At the same time, our counterintelligence becomes aware that throughout the entire territory of the Soviet Union there are German agents, which convince the country's population that the war with Germany has already been lost. Stalin decides to raise the morale of his people. From this moment on, only news of victories, and not defeats of the Red Army, is transmitted from the front.

However, there really were victories. In March 1941, three months before the start of the war, our intelligence reported to Stalin that, according to Hitler’s secret plan, the Germans would deliver the main blow in the southern direction, where the most important industrial areas. A powerful group of 60 divisions was created in Ukraine. It was in the south that the Germans suffered the greatest losses in the first days of the war. However, these losses were well calculated by Hitler. The leak of information was allowed by him deliberately - so that the Soviet Union did not have time to consolidate its western borders. This was one of the secret moments of the Barbarossa plan. The Nazi command did not reveal all its cards even to its generals.

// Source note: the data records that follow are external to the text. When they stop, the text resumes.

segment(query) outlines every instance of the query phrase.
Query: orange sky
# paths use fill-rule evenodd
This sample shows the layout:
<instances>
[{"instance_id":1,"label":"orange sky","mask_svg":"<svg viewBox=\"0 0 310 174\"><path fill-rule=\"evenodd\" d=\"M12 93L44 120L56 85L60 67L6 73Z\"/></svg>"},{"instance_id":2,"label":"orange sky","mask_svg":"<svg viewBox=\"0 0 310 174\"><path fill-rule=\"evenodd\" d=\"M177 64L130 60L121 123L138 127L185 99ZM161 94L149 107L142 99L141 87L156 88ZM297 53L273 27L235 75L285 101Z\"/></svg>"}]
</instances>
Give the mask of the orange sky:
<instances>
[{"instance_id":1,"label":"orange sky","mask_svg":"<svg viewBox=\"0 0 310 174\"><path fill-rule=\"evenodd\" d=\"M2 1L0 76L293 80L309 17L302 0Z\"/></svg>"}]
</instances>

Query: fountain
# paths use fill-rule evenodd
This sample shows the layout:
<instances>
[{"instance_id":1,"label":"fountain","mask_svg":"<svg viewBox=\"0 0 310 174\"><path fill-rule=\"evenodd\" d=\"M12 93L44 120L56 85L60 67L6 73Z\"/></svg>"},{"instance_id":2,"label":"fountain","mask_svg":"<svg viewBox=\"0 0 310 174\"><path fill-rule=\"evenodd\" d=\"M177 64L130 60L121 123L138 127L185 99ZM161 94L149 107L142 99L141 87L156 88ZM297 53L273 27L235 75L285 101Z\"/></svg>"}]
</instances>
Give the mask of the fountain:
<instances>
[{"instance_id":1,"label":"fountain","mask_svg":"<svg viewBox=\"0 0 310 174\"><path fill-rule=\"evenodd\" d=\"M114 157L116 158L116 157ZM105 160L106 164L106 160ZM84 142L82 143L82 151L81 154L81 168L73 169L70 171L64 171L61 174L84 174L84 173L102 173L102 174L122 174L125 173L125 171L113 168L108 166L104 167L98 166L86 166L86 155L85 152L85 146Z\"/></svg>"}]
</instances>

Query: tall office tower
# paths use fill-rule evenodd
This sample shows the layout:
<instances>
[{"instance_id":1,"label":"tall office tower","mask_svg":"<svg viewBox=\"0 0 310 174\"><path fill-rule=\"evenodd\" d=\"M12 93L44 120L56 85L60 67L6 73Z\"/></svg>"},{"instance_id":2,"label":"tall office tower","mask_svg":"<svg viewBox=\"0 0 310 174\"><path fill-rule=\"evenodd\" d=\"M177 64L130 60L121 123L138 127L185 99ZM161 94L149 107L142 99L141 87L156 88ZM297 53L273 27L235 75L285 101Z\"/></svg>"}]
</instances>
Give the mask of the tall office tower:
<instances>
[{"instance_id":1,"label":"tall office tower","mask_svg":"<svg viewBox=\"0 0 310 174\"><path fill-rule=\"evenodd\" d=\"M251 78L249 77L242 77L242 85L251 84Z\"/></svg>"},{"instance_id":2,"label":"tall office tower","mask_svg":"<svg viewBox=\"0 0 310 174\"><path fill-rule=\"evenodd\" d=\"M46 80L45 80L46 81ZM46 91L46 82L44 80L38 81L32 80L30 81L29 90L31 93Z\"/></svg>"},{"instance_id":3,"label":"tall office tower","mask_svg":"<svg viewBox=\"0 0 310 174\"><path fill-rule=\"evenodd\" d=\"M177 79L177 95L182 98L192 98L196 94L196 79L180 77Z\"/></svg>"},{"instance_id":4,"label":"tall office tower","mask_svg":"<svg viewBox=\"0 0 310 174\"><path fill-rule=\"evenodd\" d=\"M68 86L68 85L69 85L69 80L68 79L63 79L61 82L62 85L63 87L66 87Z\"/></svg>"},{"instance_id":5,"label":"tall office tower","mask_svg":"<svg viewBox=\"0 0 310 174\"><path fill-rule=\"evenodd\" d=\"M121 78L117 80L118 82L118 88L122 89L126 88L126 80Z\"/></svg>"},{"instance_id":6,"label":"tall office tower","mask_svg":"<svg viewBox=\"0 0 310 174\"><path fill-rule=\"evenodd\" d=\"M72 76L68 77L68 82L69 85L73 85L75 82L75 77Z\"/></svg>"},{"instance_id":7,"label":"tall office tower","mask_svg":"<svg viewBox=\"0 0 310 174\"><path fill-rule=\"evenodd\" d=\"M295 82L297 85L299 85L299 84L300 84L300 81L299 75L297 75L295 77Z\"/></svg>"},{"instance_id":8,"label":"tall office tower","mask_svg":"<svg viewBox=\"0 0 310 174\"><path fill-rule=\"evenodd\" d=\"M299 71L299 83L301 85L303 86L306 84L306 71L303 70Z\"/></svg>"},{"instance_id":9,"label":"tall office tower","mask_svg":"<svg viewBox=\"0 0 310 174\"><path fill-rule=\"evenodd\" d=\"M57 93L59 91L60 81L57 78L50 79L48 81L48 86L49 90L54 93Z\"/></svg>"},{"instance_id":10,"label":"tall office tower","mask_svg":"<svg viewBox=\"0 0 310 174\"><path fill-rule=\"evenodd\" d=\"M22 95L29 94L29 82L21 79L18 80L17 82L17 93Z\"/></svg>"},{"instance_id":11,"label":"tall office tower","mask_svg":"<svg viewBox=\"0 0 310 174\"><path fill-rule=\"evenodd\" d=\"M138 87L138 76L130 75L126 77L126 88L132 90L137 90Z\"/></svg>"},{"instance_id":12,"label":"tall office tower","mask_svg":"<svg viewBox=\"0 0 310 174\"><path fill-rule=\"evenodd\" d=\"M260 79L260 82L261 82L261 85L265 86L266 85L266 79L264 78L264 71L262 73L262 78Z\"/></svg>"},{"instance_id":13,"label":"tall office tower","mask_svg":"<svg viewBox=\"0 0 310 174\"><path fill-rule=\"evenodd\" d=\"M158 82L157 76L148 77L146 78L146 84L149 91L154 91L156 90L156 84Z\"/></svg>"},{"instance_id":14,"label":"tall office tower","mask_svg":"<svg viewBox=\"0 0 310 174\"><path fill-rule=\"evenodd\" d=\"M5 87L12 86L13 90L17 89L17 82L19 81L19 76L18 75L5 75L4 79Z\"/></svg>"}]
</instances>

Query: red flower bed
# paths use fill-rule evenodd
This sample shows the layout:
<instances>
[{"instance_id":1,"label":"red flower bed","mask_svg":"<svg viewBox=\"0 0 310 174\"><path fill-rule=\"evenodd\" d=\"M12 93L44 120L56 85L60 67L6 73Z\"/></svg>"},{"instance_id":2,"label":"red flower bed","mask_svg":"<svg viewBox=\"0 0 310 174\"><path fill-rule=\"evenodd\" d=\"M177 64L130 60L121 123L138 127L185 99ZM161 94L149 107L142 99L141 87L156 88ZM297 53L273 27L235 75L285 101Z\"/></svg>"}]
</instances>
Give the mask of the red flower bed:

On the French coast in early 1941, full-scale preparations were underway for Operation Sea Lion. But all this was just a disguise for the upcoming eastern campaign. And Hitler told his officers about this a few hours before the invasion of the Soviet Union.

Sergey Kondrashov recalls: “We knew about the preparation of the Barbarossa plan. And the Barbarossa plan provided precisely for the preparation of an offensive in the south, because at the last moment Hitler changed tactics. But if you take the Barbarossa plan, which was approved by Hitler in December 1940, then everything is written out there: what aviation should do, what artillery should do, where the training is, with what forces. You see, the Barbarossa plan is a fantastic document. By the way, it was published here. This is a plan where everything is laid out by branch of the military.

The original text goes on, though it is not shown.